Patrick’s wife Theresa (Catherine McCormack) isn’t aware that he’s run out of money and, out of concern for his health, doesn’t support his desire to return to the ring. He tries to hide from his wife and children the fact that he can’t afford their private school tuition.

But as the IRS audits him and Johnny, his brother/manager (Pablo Schreiber), the ropes begin to tighten. The pilot clearly suggests that Patrick’s desperation to maintain his previous lifestyle will push him to return to the ring, where the boxing will start.

So far, the show is more heavily focused on the personal aspects of Patrick’s life, rather than on professional boxing. This human focus works for the show because we easily understand the monotony of Holt’s life post−stardom. The viewer drools waiting for the moment when the excitement will happen, when Lights will rise to become a great sports hero once again.

Luckily, the series has the massive success of “The Fighter” (2010) to build off in order to amass a following. FX has cornered the market on male−driven shows, with successes like “Justified,” “Sons of Anarchy” and “Rescue Me.” Tuesday night mostly has female−centric content on the major networks, like “The Good Wife” and “Parenthood,” so with the right marketing, “Lights Out” should be able to find an audience — even with last week’s less−than−expected ratings.

The writers seem to have a lot of room to run with a show like this. Already, they’ve set Patrick up to deal with training for his comeback, financial and familial difficulties and trouble with a crime boss after taking a job. And that’s only one episode.

The acting anchors all of these situations, most notably that of McCallany. His character is quite a complicated one; he’s a gentle father with violent tendencies. While his first instinct is to protect, he is constantly suppressing his need to fight and, in his mind, his need to be great again.

If there’s anything that this show seems to champion, it is that sports heroes deserve to be great while they can. Even though Patrick made the smart choice retiring for his health and his family, it’s almost degrading to see him cooking breakfast pancakes for teenage girls who don’t even appreciate it.

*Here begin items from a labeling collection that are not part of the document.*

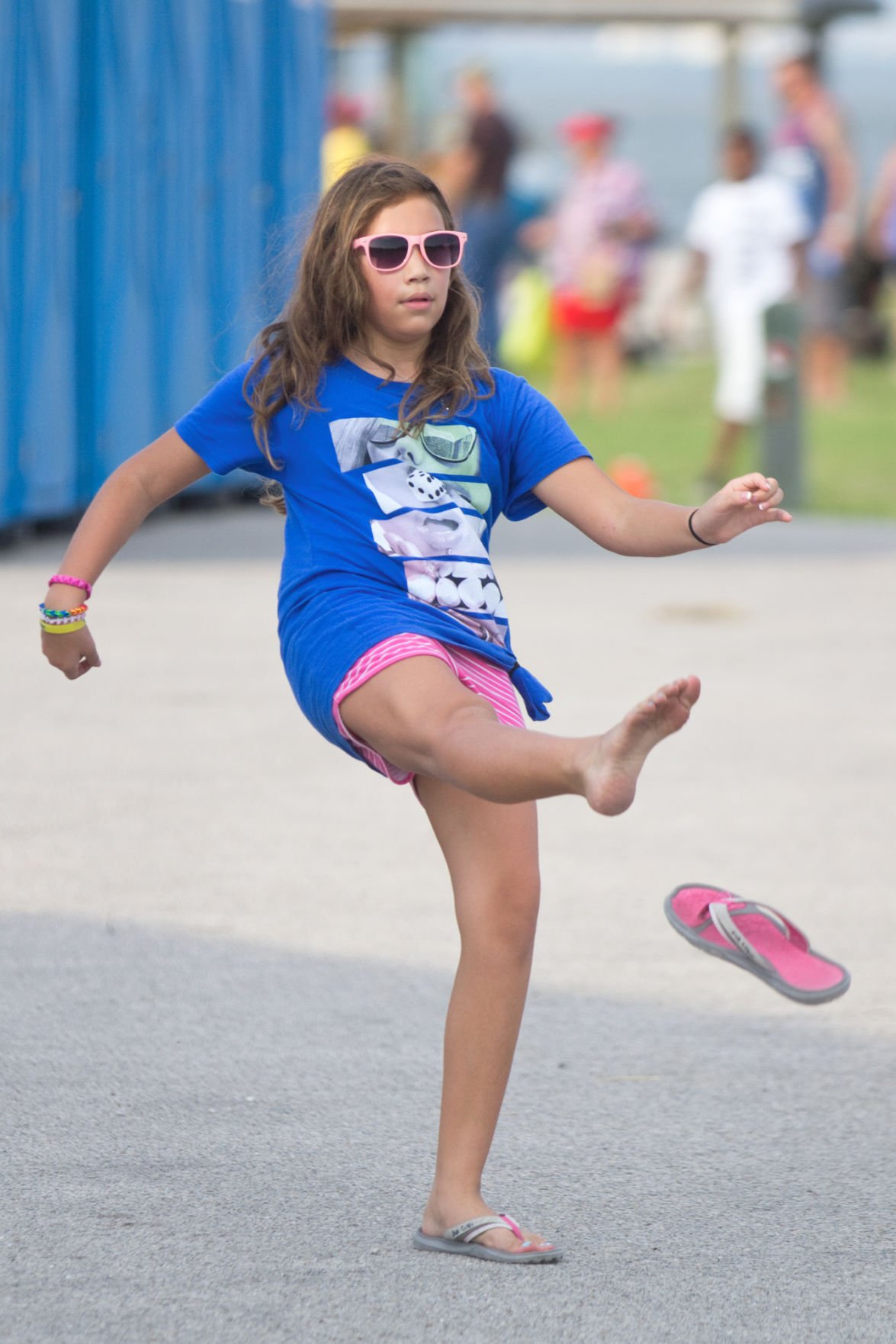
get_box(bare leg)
[341,658,700,816]
[416,776,541,1250]
[341,658,700,1250]
[704,420,747,489]
[806,332,849,406]
[551,333,582,415]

The series will hopefully maintain the gritty, hard−hitting style in which it is filmed. The editing punches back and forth between benign family scenes to violent shots of Patrick breaking someone’s arm before we even know what’s happening. A lot of the scenes are a little hazy, almost as if the director is using a handheld camera.

The style really works for the series — again, much like David O. Russell’s “The Fighter” — by forcing us to feel as if we’re living this man’s life with him. It makes the family drama that much more powerful, delaying the action thrills until later.

Buoyed by a strong cast, “Lights Out” fits right into the FX wheelhouse and deserves to be a hit. It may appeal more to a male audience, but for a show about boxing, it has a surprising amount of heart.